In this regard, complex treatment and surgical intervention are successfully used to correct pathological progeny during the period of permanent dentition.

The cost of correcting an anomaly depends on the method and structures used for treatment.

Consequences

If you do not correct the mesial bite, you can expect unpleasant consequences:

  • recurrent migraines;
  • jaw clicking when yawning and talking;
  • pain appears when opening the mouth wide;
  • facial muscle spasms;
  • digestive problems;
  • speech defects become stronger;
  • aesthetics and appearance are lost, the face changes not for the better.

From the teeth:

  • increased abrasion of enamel (even on baby teeth);
  • interdental caries;
  • bruxism;
  • open bite.

The neglected condition of teeth and bone tissue due to mesial occlusion directly affects the impossibility or difficulty of implantation. This pathology cannot be ignored and correction should begin as early as possible.

Forecast and timing

90% of cases of mesial occlusion can be corrected by correction. It is better to start with baby teeth or mixed bite. Children's bones grow, and the probability of putting everything in its place in 1-2 years is extremely high. Correcting mesial bite with braces guarantees a positive result. This can be seen in the before and after photos.

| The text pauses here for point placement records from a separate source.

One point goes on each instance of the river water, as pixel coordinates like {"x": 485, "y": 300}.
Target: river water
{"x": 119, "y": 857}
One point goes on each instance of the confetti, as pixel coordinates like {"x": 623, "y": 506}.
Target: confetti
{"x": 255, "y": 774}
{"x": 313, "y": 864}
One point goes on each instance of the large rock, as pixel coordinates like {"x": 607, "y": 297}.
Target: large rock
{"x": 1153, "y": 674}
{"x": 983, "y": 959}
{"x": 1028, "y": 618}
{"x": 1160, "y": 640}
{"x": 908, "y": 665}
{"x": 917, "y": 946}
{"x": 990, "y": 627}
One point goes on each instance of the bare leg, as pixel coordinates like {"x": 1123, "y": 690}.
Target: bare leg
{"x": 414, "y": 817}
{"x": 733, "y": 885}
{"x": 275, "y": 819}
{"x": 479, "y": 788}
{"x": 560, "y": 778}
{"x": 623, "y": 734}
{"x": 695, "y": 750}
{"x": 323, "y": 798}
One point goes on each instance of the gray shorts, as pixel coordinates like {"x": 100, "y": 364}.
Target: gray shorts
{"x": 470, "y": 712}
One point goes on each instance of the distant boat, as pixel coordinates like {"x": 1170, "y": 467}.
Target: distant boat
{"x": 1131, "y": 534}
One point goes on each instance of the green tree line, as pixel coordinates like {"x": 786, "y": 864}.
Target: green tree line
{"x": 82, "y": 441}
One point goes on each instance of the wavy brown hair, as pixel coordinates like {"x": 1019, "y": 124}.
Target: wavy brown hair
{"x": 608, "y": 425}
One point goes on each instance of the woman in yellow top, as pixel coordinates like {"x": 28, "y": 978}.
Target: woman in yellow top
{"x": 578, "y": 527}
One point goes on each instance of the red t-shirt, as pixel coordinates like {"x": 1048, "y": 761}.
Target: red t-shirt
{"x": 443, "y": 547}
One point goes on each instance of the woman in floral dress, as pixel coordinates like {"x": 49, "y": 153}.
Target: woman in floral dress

Adult patients may need to consult several doctors: dentist, orthodontist, orthopedist. Treatment will not be quick - 1.5-4 years. And only following the doctor’s recommendations will help not only achieve results, but also consolidate them.

Retention period

Consolidation of the results is considered a mandatory stage of therapy. Correction of rows of teeth using hardware methods is not completed after their removal. After the main therapy, the patient goes through a retention period with the use of orthodontic structures for a long time (from six months to 2 years).

The doctor personally sets the exact period individually. To record the result, the following devices are used:

  1. Retainers . They are non-removable devices, shaped like a small arc made of special fiber or metal. The structure is secured from the lingual part of the teeth with a composite. They maintain the correct position of the teeth while remaining invisible.
  2. Trainers . Such devices are used to correct and secure the bite. Special models are used, which are worn for at least 8 hours a day. Subsequently, the duration of wear is reduced to 1-3 hours.
  3. Individual mouthguards made of silicone, repeating the relief of the teeth. The duration of their wear during retention is at least 20 hours a day, after which the time is reduced.